The question is also raised as to the refusal of the referee to allow the complaint to be amended. It is claimed by the counsel for the appellant that the referee refused to amend, upon the ground that it was immaterial, and then excluded the evidence offered, because such an allegation was not contained in the complaint. An examination of the record, however, does not support this proposition. It does not appear upon what ground the referee refused permission to amend. It is true that the amendment was objected to upon various grounds, among which was that it was wholly immaterial. The motion to amend was denied, and the objection sustained, and an exception taken; but upon what ground the motion was denied does not appear. The referee states in his opinion that he deemed it as a matter of dhcretion, and there is nothing in the record which controverts this proposition. We do not think, under the circumstances, that the referee was bound to allow this amendment upon the trial.
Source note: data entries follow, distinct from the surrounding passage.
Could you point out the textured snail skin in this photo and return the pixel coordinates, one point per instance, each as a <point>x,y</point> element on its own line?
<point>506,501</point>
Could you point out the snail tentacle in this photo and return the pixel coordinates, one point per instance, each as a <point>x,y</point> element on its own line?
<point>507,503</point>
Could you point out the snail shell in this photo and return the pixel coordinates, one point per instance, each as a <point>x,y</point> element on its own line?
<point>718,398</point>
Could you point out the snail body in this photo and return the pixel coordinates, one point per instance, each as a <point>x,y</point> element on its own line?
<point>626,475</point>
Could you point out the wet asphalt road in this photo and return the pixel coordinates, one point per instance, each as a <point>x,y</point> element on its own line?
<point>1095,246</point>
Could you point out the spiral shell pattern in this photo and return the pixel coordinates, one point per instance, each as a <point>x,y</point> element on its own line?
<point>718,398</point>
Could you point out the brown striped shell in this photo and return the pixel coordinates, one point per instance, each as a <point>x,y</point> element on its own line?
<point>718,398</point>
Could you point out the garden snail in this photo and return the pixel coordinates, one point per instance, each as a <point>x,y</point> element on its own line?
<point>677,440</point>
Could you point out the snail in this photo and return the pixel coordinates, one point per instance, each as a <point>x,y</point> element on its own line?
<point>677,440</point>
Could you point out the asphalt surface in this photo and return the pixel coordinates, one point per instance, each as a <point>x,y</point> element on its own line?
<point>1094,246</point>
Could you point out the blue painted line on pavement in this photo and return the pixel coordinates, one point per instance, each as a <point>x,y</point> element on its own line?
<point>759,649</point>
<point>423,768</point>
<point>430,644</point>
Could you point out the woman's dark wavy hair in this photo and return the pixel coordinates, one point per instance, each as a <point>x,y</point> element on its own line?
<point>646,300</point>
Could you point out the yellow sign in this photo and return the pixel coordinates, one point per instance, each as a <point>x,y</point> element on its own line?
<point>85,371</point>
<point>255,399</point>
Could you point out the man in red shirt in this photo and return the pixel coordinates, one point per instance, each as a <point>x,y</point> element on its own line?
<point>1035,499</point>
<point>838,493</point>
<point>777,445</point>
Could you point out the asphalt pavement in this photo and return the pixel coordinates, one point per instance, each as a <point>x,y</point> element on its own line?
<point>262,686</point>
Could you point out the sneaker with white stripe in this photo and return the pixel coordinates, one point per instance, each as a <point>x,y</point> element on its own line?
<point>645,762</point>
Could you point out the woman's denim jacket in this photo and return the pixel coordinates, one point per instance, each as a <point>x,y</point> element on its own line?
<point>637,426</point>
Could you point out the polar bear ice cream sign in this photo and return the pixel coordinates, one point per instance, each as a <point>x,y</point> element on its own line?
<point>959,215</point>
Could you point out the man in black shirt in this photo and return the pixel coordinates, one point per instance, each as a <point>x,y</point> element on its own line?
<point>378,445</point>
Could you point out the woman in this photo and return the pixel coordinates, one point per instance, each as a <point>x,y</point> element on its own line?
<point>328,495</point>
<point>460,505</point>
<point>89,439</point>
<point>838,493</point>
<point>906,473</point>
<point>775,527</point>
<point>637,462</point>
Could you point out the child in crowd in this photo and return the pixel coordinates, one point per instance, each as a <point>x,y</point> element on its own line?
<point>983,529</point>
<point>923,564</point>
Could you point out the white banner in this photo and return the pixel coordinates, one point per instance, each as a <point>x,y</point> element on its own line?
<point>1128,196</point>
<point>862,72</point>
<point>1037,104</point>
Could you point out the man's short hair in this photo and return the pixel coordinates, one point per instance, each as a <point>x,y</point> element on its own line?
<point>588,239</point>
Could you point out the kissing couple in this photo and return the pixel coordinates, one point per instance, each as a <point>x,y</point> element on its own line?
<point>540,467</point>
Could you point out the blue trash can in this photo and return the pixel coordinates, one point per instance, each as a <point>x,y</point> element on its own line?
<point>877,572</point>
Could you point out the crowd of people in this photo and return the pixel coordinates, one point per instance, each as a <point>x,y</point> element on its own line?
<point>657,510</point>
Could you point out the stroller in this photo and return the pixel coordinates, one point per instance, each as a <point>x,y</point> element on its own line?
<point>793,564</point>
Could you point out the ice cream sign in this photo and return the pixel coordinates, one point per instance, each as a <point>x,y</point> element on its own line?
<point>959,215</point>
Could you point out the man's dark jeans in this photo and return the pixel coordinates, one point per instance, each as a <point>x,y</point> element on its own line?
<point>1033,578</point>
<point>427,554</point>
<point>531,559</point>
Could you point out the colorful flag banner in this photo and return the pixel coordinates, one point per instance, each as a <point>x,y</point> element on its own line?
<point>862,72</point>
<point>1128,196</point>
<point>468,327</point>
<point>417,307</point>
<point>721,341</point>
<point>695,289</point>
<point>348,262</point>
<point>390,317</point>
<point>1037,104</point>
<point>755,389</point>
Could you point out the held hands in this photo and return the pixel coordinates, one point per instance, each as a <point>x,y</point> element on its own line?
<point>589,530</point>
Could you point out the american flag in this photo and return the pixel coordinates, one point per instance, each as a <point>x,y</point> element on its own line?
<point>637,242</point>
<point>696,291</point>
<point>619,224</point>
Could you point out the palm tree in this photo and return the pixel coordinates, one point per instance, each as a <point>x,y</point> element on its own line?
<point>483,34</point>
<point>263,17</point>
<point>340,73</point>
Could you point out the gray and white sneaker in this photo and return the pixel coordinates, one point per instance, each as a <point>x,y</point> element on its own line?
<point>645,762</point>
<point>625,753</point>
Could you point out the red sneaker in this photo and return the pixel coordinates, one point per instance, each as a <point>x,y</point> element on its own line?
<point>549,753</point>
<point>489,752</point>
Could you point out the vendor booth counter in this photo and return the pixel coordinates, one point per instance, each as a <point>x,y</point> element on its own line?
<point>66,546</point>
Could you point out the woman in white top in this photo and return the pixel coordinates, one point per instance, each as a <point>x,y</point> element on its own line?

If the parties desired to make a more formal application than could be made upon the trial, they had the opportunity to resort to the court, when the court could impose such conditions upon the allowance of the amend*841ment as in its judgment might be necessary. But the referee was not compelled, in view of the situation of this case, to allow this allegation to be inserted as a matter of right; and, having no power to impose terms which would protect the rights of the defendants who were to be brought in, we do not see that there was any abuse of the discretion of the referee in this respect which could furnish any ground for a reversal of the judgment as to the defendants Seligman.

There are also appeals from the orders granting extra allowances in this case. An extra allowance of $1,000 was granted to each of the defendants. Of course this order must fall with the reversal of the judgment as to the defendant Brown, and we think that, in view of the circumstances of this case, such allowance as to the defendants Seligman was improvidently granted. The defendants Seligman had an opportunity to raise by demurrer the objection which they did raise on the trial. They neglected so to do, preferring to go on and raise the objection upon the trial. They should not be allowed, in view of this condition of affairs, to get more costs, which are within the discretion of the court, than they would have got had they interposed a demurrer. We think, therefore, that the order granting them an extra allowance should be reversed, with $10 costs to the appellants, and that the judgment in favor of the defendants Seligman should be reduced to the sum of $1,361.51, and affirmed for that amount, without costs, and that the judgment as to the defendant Brown should be reversed, and a new trial ordered, with costs to appellant to abide the event.